The Programming Models group at Barcelona Supercomputing Center (BSC) has published a new release (version 2020.06) of the OmpSs-2 programming model. In this release, we have added several new major features such as a compiler based on LLVM, an integrated tracing tool, and support for OpenACC kernels. Moreover, we have optimized the scheduler infrastructure, the memory allocator and the discrete dependency system to improve performance and scalability of OmpSs-2 applications on many-core systems.
1. LLVM based compiler
In this release we have included, for the very first time, a compiler based on the LLVM compiler infrastructure that will complement the venerable Mercurium source-to-source compiler. This extended LLVM compiler is in a beta stage, but it already supports most of the OmpSs-2 features when targeting the Nanos6 runtime system. Moreover, the LLVM OpenMP runtime distributed with our extended LLVM compiler has been modified to support the TAMPI library that allows a seamless use of non-blocking MPI calls inside OpenMP tasks.
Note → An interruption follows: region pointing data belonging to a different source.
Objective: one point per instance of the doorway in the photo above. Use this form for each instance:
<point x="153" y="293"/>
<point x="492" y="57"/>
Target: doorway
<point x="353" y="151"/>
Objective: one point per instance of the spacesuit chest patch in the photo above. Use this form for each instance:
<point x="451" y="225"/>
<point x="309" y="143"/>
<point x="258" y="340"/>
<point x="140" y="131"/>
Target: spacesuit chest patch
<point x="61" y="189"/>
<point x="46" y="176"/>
2. Enhanced support for accelerators
This release is the first one to support kernels specified with OpenACC pragmas. To that end, the Mercurium source-to-source compiler and the Nanos6 runtime have been extended to support a subset of the OpenACC pragmas and the PGI runtime API respectively. Moreover, the CUDA device has been refactored to include automatic data prefetching when CUDA Unified Memory is used. This version also includes support for cuBLAS and similar libraries.
3. General performance enhancements
In this release, we have modified the runtime to use the low-level API of jemalloc to improve the performance and scalability of small memory allocations inside the runtime. The CPU manager and scheduling infrastructure has been refactored to improve performance and scalability on many-core systems. The implementation of work-sharing tasks has been modified to exploit better data-locality across task fors instances. Finally, a new turbo variant of the runtime is available. This variant enables some processor floating-point optimizations, as well as, the discrete dependency system.
4. Integrated tracing library
Nanos6 has a new experimental lightweight tracing module that generates traces in the Common Trace Format (CTF). The module is lockless for most common cases and emits a minimalistic set of Nanos6 events with optional PAPI hardware counters support. Future releases will support MPI and Linux Kernel events. Nanos6 converts CTF to Paraver traces automatically, which can be inspected using the provided new set of Paraver configurations.
5. Enhanced implementation of the discrete dependency system
In this release we have extended the lock-free discrete dependency system to support weak, commutative and concurrent dependencies, so now, it already supports all the OmpSs-2 dependency types but regions.
Most of the new features in this release have been developed in the context of the DEEP-EST and Lo-Sync (PRACE-6IP) projects. The support for OpenACC kernels has been developed in the context of the EPEEC project.